Purple Nation? What's that? Good question.

Neither Red nor Blue. In other words, not knee-jerk liberal Democrat or jerk Republican. But certainly not some foggy third way either.

In recent years partisan politics in America has become superimposed on cultural identity and life style choices. You know - whether you go to church or not, or whether you drive a Volvo or a pickup, or where you live. This promotes a false political consciousness that we hope to remedy here.

There are both myths and truths to this Red-Blue dichotomy and we'd like to distinguish between the two. So, please, read on, join the discussion, contribute your point of view.

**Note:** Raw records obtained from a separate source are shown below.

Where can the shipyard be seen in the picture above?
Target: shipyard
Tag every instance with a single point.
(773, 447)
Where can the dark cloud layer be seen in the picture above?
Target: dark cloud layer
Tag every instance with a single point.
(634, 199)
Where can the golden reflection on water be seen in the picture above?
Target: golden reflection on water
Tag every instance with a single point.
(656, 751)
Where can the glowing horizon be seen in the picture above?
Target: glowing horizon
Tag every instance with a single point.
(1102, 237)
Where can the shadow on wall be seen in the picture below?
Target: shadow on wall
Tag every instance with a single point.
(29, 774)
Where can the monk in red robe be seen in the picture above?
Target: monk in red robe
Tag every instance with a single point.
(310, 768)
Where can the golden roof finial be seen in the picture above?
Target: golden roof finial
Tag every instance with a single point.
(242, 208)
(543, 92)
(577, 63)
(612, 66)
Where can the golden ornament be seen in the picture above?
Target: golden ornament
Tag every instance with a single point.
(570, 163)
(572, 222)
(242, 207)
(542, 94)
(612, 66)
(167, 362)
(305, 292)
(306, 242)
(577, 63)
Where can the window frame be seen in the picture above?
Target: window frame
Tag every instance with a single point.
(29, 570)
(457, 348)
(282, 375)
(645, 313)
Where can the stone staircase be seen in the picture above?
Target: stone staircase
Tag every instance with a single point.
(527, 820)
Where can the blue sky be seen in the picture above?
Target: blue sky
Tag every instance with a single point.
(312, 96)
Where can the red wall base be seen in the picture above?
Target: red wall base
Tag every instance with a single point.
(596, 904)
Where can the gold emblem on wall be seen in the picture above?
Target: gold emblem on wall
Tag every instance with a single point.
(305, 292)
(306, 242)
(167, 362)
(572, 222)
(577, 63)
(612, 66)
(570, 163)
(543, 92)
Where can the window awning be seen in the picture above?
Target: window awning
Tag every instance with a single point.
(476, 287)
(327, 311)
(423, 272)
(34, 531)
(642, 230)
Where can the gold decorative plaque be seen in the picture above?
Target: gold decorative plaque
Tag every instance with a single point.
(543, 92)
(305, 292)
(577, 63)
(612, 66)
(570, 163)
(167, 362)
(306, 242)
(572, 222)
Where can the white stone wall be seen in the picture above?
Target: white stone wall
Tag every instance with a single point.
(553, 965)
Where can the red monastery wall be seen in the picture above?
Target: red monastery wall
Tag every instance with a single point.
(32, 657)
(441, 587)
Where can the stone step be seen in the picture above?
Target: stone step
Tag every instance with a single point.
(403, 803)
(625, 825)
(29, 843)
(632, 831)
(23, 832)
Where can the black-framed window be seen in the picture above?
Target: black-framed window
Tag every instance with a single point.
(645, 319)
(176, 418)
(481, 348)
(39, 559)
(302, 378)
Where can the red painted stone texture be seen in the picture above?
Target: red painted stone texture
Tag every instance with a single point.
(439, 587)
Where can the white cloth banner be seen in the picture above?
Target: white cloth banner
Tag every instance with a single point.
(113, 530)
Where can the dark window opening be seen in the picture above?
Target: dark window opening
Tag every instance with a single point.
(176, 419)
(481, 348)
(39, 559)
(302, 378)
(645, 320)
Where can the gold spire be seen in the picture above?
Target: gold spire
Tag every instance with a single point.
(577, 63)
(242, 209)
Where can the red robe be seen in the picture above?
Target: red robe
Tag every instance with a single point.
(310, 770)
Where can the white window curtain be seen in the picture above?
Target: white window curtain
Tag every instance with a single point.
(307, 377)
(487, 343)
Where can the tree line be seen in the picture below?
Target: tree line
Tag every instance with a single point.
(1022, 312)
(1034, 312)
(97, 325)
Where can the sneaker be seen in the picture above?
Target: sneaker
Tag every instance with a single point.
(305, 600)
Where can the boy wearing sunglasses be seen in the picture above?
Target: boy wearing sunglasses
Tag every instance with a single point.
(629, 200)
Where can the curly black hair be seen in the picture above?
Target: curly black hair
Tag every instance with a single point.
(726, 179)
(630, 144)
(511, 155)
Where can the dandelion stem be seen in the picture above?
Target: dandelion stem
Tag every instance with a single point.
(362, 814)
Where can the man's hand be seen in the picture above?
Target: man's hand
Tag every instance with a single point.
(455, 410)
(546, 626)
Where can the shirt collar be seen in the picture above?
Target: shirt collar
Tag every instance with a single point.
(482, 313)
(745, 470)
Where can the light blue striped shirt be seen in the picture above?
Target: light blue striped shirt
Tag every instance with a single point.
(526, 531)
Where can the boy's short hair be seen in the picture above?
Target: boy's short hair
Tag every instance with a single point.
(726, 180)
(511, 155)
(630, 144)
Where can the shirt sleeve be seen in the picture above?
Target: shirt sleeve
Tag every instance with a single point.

Diversity of opinion is encouraged...

Thursday, July 24, 2008

Election Geography 2008

For the past eight years our politics has been riven by the red versus blue state narrative. While the popular media cast red versus blue as a culture war rooted in the ‘60s, subsequent research shows our divisions have much to do with geography. As Obama and McCain distance themselves from partisan stereotypes, many hope the upcoming election will break this pattern, but recent primary results should give us pause. (We should note that explaining overall election results is different than explaining geographic patterns. For instance, all women voters could vote the same and since women voters are a majority of the electorate, that would explain how their candidate won. But since women are fairly evenly distributed across the population, no geographic pattern would emerge.)

Our political geography has been deciphered by several studies by the Metropolitan Institute at Virginia Tech, political scientist James Gimpel with The Christian Science Monitor’s Patchwork Nation website, and journalist Bill Bishop in his book titled, The Big Sort. All these studies show how the basic divisions plays out among urban, rural, and suburban communities. The best way to examine this phenomenon is with census demographic data by county.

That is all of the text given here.